The machinery maven went on to do sonar research at the Naval Research Laboratory before she landed at NASA in 1959, where she was project manager of the Small Astronomy Satellite program and studied celestial X-ray and gamma-ray sources within and beyond the galaxy. She was later awarded the agency’s Exceptional Service Medal in 1971 and Outstanding Leadership Medal in 1980.
“My grammy was my role model,” the younger Townsend told FedScoop during the event on Thursday. “She inspired me because she knew she didn’t belong, but she said, ‘I belong here. This is what I’m doing. You can’t push me away.'”
And now, the 17-year-old high school senior is following in her trailblazing grandmother’s footsteps: she is planning to study industrial engineering at West Virginia University in the fall.
She is keeping her grandmother’s legacy alive, and raised her hand frequently to ask questions and listened intently to the speakers about why girls should pursue careers in STEM.
Allyson Knox, director of education policy and programs for Microsoft, moderated the panel. Ellen Stofan, NASA’s chief scientist, along with physicist Elizabeth Grossman and legal fellow Dana Campos – both Microsoft employees – shared professional advice and emphasized that STEM careers for girls isn’t a concept from outer space anymore.
In fact, Stofan said, that’s where they should go.
“I see my future Mars astronauts,” said Stofan, who rose up the ranks at NASA much like Townsend, and now serves as principal advisor to NASA Administrator Charles Bolden on the agency’s science programs.
“I see the people who are going to be critical to studying those extra solar planets, to working on climate change to mitigate the worst effects,” she told the students. “By not having women, we’re losing the ability to actually solve the tough problems that we have.
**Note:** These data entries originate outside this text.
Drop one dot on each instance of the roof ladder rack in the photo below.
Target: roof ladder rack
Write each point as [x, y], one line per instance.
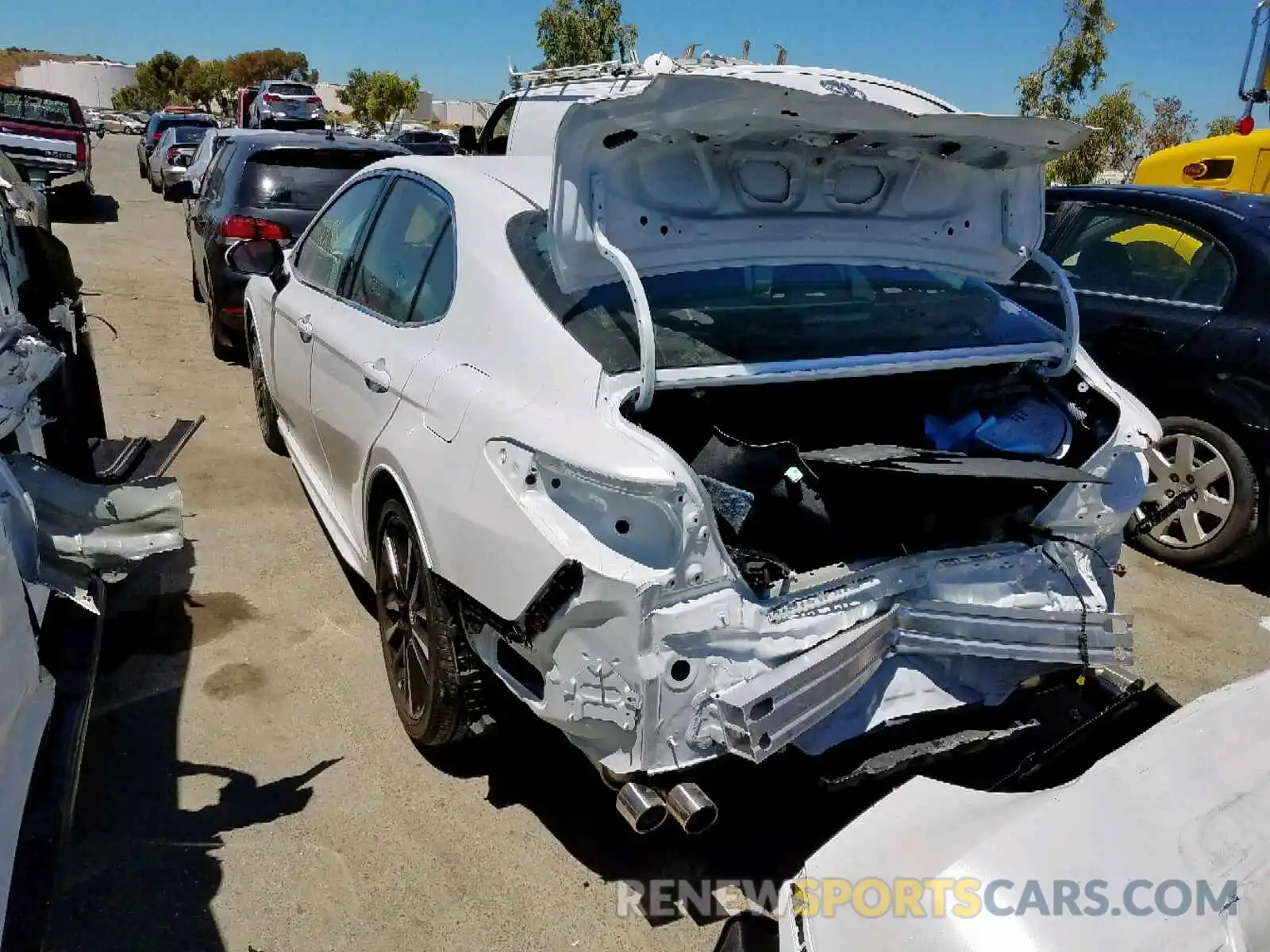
[596, 70]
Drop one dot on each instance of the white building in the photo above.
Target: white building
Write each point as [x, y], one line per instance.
[461, 112]
[89, 82]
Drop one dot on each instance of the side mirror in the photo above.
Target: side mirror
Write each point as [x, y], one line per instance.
[262, 257]
[181, 190]
[749, 932]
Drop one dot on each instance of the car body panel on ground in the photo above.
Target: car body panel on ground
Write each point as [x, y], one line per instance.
[1168, 829]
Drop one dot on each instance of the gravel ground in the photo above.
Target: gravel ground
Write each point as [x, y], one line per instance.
[247, 785]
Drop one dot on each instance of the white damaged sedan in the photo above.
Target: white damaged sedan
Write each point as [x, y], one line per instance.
[705, 436]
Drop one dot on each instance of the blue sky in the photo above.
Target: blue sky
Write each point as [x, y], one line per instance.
[968, 52]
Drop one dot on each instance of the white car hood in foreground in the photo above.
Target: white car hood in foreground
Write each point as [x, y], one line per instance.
[1189, 801]
[718, 171]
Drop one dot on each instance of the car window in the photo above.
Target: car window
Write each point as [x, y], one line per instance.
[300, 178]
[333, 235]
[757, 314]
[497, 143]
[290, 89]
[1143, 254]
[398, 251]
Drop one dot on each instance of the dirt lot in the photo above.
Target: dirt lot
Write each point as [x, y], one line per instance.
[247, 785]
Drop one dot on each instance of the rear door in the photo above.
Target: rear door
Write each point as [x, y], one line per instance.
[391, 321]
[318, 267]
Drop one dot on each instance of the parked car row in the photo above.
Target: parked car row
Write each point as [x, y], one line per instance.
[552, 408]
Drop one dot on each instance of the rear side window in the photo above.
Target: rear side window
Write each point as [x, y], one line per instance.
[298, 178]
[398, 251]
[290, 89]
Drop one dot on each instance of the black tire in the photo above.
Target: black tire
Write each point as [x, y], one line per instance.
[433, 674]
[1240, 535]
[266, 412]
[221, 348]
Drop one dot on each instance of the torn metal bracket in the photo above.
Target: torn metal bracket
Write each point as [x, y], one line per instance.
[762, 715]
[635, 289]
[1071, 311]
[1015, 634]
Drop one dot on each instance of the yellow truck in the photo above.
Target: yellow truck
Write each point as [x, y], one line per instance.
[1232, 163]
[1235, 163]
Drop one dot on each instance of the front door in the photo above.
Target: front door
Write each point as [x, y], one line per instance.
[387, 321]
[318, 267]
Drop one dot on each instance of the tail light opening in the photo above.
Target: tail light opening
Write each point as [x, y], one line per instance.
[241, 226]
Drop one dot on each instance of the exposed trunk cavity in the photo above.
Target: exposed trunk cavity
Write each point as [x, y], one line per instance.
[810, 474]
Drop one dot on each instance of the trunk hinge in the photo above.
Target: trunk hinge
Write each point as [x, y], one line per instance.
[1071, 313]
[635, 289]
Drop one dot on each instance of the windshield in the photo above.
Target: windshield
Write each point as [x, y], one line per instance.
[36, 107]
[164, 125]
[290, 89]
[188, 135]
[300, 178]
[779, 314]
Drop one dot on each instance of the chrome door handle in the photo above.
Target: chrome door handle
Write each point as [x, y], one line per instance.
[376, 378]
That’s why we need you guys to consider careers in [STEM], because we need to solve these big problems and we can’t just rely on the guys to do it.”
Stofan said there are opportunities at NASA to pursue a career as a computer scientist, astronomer, engineer and even a veterinarian – to treat the mice that get launched to the International Space Station for research.
She and her fellow panel members also fielded questions from the Girl Scouts, who ranged in age from 14 to 17, about how to land internships, what to study in college and how women’s clothing and appearance could change how they are perceived.
Catherine Broadway, 14, an aspiring engineer, said after the event that she pledged to speak up more.
“Don’t be afraid to ask questions,” the Delaware native said she learned. “I don’t usually ask a lot of questions. I usually just try to listen and figure stuff out.”
Townsend said she “loved to see all the women who are involved with big company names” speak to the Girl Scout troops from Chesapeake Bay, Central Maryland and D.C.
And, of course, “getting off school was a lot of fun,” she added, laughing.